Where have you been most pleased to see your work applied?
"There hasn't yet been an application that I'd say, 'Wow, this can cure cancer,' though there may be one day, as there are some similarities between the immune system and cryptography. For example, regarding Bitcoin, am I happy with that application? I’m not sure yet. I haven’t decided whether Bitcoin is something to be proud of. However, I'm quite satisfied with a concept we developed around non-malleable cryptography, which prevents modification of encrypted data without detection.
"It sounds counterintuitive: how can you create another encryption related to the original without understanding it? But, similar to a one-time pad, you can attach something to the original message to create a related encryption without needing to understand the original. This concept ultimately led to digital signatures, which verify the authenticity and integrity of electronic messages—an encryption method now commonly used behind emails and read receipts."
Recently, Telegram announced it would cooperate with law enforcement and share user data from the app. What are your thoughts on the tension between privacy and law enforcement's access to data?
"My natural inclination is to support end-to-end encryption, even though it poses challenges for law enforcement if they want to spy on someone. It definitely creates tension, but I don’t see a logical solution that avoids end-to-end encryption. My stance is to support what's best for reasonable people and avoid weakening encryption."
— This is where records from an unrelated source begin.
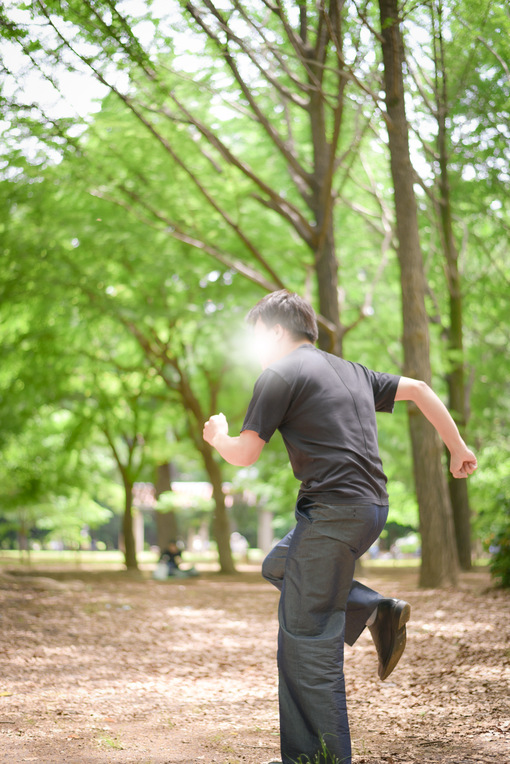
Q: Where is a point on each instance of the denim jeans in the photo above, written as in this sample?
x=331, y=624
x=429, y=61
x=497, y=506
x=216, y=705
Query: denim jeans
x=320, y=607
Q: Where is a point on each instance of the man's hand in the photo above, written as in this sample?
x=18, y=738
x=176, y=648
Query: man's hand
x=463, y=463
x=216, y=425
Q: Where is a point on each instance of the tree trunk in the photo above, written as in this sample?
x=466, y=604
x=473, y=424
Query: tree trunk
x=439, y=554
x=456, y=377
x=127, y=527
x=166, y=522
x=221, y=523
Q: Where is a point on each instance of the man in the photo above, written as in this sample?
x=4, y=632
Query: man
x=325, y=408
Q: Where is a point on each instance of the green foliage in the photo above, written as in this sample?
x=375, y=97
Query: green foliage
x=323, y=756
x=115, y=264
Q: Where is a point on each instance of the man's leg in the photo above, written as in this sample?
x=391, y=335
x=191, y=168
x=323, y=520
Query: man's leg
x=318, y=576
x=385, y=617
x=361, y=603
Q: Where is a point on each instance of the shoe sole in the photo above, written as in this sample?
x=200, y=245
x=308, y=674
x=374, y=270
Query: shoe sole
x=400, y=642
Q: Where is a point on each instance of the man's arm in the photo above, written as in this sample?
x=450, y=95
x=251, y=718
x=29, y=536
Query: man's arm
x=241, y=451
x=463, y=461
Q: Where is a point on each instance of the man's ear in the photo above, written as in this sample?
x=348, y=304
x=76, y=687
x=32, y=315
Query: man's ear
x=279, y=331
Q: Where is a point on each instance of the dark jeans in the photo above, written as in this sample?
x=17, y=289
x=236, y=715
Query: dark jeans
x=320, y=607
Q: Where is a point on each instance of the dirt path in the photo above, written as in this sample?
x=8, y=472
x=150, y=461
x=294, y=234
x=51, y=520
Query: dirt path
x=106, y=668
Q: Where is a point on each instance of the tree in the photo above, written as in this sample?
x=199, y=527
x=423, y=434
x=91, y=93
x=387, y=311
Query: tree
x=439, y=557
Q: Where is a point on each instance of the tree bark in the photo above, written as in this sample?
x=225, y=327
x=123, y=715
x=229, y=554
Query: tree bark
x=127, y=526
x=456, y=376
x=439, y=554
x=166, y=522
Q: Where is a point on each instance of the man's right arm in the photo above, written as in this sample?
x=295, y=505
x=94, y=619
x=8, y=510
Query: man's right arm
x=463, y=461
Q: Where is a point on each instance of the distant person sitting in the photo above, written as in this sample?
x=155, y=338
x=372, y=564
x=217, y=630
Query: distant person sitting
x=172, y=557
x=169, y=564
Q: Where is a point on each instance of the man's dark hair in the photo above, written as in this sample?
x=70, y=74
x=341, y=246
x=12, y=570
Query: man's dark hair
x=289, y=310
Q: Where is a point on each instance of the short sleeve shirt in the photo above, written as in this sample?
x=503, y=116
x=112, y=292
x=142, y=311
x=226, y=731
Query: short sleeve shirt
x=324, y=408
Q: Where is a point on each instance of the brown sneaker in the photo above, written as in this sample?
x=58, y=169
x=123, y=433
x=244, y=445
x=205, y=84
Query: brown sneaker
x=389, y=633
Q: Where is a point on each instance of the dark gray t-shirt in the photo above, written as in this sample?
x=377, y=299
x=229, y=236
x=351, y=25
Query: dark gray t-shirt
x=325, y=409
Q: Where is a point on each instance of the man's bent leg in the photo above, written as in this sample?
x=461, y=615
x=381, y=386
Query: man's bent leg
x=317, y=581
x=273, y=567
x=361, y=604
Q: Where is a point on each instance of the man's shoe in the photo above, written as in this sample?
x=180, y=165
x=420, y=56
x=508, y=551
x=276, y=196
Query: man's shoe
x=389, y=633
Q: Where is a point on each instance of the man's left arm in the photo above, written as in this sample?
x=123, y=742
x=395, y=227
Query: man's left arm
x=463, y=461
x=241, y=451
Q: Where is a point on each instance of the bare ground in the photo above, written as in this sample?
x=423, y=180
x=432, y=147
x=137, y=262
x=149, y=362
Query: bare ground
x=111, y=668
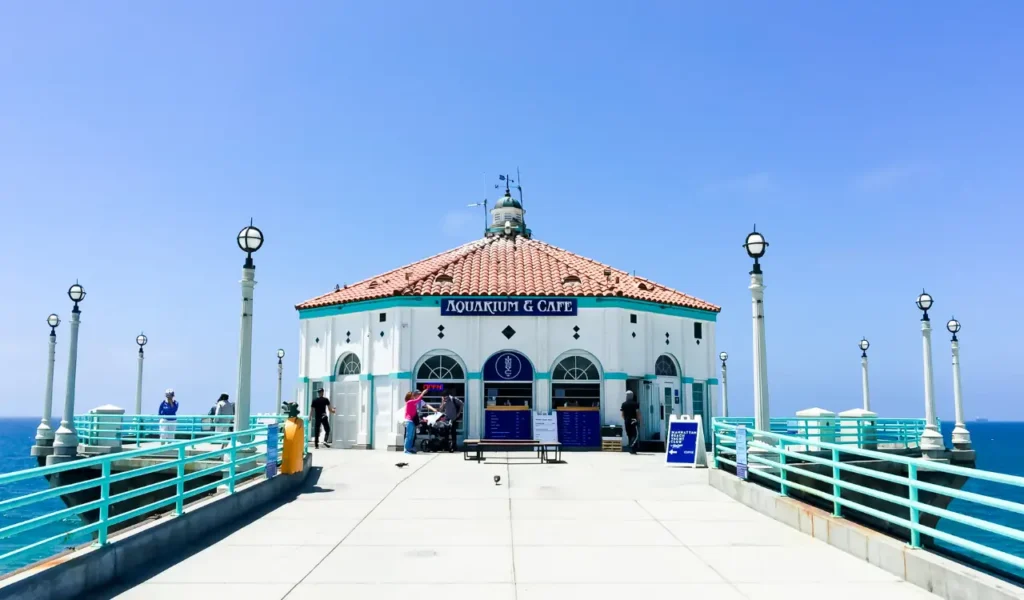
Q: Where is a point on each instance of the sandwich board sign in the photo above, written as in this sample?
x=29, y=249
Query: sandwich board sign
x=741, y=452
x=545, y=427
x=685, y=446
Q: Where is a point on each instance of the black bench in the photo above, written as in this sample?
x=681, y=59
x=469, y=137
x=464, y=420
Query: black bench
x=473, y=448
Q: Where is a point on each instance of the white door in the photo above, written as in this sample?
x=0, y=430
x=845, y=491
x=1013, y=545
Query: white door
x=347, y=419
x=651, y=412
x=668, y=389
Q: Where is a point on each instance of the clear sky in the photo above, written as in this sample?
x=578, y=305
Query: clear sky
x=877, y=146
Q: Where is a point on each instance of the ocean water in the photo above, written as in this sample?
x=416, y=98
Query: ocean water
x=997, y=444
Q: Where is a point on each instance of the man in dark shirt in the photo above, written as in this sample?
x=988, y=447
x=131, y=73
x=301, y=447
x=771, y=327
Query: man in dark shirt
x=631, y=417
x=321, y=406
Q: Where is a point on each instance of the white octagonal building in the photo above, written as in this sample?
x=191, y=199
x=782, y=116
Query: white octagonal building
x=513, y=327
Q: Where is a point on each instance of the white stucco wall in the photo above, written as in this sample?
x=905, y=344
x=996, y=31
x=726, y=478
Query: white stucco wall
x=390, y=350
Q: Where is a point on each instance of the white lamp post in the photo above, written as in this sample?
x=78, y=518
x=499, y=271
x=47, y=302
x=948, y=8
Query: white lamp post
x=863, y=345
x=250, y=240
x=66, y=440
x=725, y=385
x=281, y=373
x=44, y=433
x=931, y=439
x=962, y=437
x=141, y=340
x=756, y=246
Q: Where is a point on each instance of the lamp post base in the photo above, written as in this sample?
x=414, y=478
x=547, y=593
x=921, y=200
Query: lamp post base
x=962, y=437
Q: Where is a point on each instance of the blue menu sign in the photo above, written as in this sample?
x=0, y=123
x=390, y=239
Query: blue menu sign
x=579, y=428
x=741, y=452
x=271, y=449
x=681, y=447
x=505, y=424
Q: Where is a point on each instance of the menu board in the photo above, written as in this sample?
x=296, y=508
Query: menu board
x=580, y=427
x=507, y=423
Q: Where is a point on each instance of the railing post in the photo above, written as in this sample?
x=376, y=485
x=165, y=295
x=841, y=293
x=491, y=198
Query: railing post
x=914, y=513
x=104, y=507
x=230, y=466
x=179, y=506
x=783, y=488
x=837, y=490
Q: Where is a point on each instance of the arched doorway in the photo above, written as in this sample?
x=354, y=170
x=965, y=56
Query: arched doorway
x=664, y=397
x=508, y=396
x=345, y=423
x=443, y=373
x=576, y=395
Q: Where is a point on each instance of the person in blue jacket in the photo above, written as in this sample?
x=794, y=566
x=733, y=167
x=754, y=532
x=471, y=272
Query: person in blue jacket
x=168, y=409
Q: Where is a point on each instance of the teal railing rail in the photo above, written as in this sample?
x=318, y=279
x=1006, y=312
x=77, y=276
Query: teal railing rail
x=853, y=430
x=782, y=456
x=95, y=429
x=31, y=526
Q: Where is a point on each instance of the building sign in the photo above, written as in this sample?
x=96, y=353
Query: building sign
x=455, y=306
x=741, y=452
x=684, y=443
x=508, y=366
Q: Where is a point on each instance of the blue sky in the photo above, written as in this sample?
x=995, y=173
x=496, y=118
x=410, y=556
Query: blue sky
x=878, y=147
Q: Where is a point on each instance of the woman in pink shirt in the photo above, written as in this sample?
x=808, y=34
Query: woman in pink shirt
x=413, y=402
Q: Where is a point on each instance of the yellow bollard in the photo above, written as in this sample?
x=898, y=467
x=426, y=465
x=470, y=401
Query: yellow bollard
x=291, y=458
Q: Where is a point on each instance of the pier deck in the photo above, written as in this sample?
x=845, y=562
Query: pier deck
x=603, y=525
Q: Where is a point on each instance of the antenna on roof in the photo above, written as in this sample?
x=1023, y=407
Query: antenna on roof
x=518, y=185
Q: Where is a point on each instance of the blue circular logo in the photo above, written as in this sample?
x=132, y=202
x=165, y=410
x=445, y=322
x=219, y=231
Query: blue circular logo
x=508, y=366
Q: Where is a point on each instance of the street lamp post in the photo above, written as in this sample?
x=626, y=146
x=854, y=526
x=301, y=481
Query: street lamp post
x=281, y=373
x=44, y=433
x=756, y=246
x=141, y=340
x=863, y=345
x=932, y=445
x=250, y=240
x=66, y=440
x=962, y=437
x=725, y=385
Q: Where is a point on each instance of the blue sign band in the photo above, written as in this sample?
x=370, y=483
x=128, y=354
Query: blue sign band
x=455, y=306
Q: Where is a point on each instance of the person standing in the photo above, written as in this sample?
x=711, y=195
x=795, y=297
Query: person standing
x=414, y=401
x=223, y=413
x=452, y=406
x=168, y=410
x=631, y=417
x=322, y=406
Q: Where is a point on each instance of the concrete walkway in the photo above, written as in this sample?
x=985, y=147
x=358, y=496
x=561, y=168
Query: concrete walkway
x=601, y=526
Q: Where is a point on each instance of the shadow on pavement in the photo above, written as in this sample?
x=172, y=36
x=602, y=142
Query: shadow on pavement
x=182, y=553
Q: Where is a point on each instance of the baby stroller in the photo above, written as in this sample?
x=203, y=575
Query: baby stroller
x=436, y=432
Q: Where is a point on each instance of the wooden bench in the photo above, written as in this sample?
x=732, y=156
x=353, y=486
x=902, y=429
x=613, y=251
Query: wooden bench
x=473, y=448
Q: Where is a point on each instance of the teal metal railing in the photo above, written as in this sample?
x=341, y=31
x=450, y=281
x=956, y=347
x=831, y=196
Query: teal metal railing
x=775, y=458
x=227, y=459
x=845, y=430
x=103, y=429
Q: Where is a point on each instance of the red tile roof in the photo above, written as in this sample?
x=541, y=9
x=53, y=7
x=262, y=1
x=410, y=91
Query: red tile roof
x=508, y=266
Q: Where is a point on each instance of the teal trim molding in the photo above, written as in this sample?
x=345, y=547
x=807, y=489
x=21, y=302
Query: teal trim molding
x=582, y=302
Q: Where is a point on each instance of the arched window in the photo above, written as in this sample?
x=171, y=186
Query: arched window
x=576, y=369
x=349, y=365
x=666, y=367
x=440, y=368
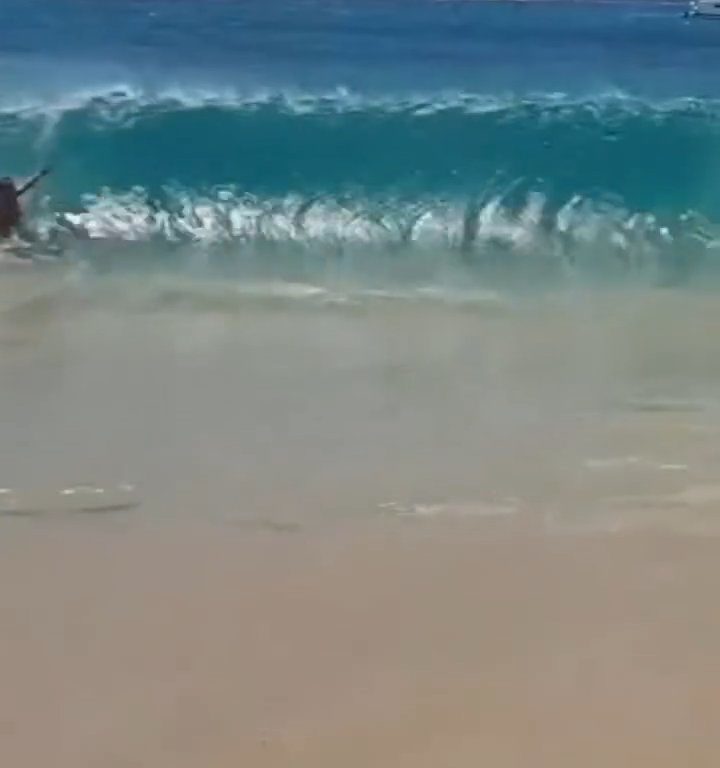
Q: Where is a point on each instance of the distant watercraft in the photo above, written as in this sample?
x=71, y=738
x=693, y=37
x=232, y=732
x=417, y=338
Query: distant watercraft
x=703, y=9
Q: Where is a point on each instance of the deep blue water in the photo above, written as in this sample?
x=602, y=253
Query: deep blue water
x=401, y=121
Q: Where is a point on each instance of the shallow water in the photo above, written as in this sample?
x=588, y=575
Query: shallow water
x=573, y=409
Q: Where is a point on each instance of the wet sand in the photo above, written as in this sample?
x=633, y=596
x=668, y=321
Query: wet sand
x=372, y=535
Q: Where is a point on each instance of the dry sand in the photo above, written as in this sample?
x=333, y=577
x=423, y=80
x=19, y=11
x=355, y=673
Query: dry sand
x=419, y=644
x=369, y=536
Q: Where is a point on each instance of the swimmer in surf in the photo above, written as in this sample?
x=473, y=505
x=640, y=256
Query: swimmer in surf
x=10, y=210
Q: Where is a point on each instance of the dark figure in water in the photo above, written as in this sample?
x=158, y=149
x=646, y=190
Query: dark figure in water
x=10, y=209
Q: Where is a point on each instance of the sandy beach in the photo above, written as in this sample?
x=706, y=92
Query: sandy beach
x=396, y=535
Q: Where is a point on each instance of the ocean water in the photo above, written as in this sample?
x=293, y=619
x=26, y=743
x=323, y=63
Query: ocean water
x=423, y=143
x=363, y=258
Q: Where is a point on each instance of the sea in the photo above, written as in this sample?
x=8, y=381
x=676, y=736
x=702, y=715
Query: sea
x=363, y=257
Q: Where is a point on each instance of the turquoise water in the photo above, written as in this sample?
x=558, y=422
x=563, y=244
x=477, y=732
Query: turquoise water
x=486, y=133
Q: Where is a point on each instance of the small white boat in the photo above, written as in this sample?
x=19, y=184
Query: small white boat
x=703, y=9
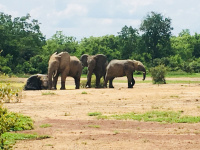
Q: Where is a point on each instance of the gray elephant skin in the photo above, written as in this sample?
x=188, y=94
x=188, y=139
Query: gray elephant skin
x=96, y=64
x=37, y=82
x=68, y=66
x=58, y=64
x=120, y=68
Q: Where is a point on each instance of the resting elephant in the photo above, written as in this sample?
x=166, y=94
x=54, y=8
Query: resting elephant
x=120, y=68
x=37, y=82
x=58, y=64
x=96, y=64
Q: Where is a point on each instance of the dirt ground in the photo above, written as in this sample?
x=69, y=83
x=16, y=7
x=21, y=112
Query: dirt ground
x=72, y=128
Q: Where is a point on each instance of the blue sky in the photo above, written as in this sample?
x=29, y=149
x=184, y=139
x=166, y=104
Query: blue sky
x=85, y=18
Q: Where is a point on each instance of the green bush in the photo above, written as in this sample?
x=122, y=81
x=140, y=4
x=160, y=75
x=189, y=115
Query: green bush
x=8, y=94
x=158, y=74
x=10, y=121
x=93, y=82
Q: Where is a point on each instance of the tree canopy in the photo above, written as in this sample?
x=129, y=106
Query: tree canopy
x=24, y=49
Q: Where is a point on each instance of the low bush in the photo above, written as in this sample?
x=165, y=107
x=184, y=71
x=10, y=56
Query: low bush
x=93, y=82
x=158, y=74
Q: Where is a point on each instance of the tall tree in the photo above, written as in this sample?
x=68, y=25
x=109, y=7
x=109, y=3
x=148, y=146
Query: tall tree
x=128, y=38
x=156, y=34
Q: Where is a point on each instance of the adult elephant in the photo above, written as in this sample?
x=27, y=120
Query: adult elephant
x=37, y=82
x=120, y=68
x=96, y=64
x=58, y=64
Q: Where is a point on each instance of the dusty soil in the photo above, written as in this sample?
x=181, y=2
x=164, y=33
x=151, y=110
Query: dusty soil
x=73, y=129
One way to maintain online security is through "Captcha," which ensures that a user is human. But it seems that today, robots can overcome this barrier.
"In 1996, I wrote an article proposing various ideas for these tests, and today, AI can solve all the problems I raised. Artificial intelligence has advanced significantly."
Does that mean your field is in a constant arms race?
"The goal is for it not to be an arms race. If we do things correctly, the solutions should be long-lasting. Someone once described cryptography as an arms race to me, and I was quite offended at the time, but I've grown more accepting since then."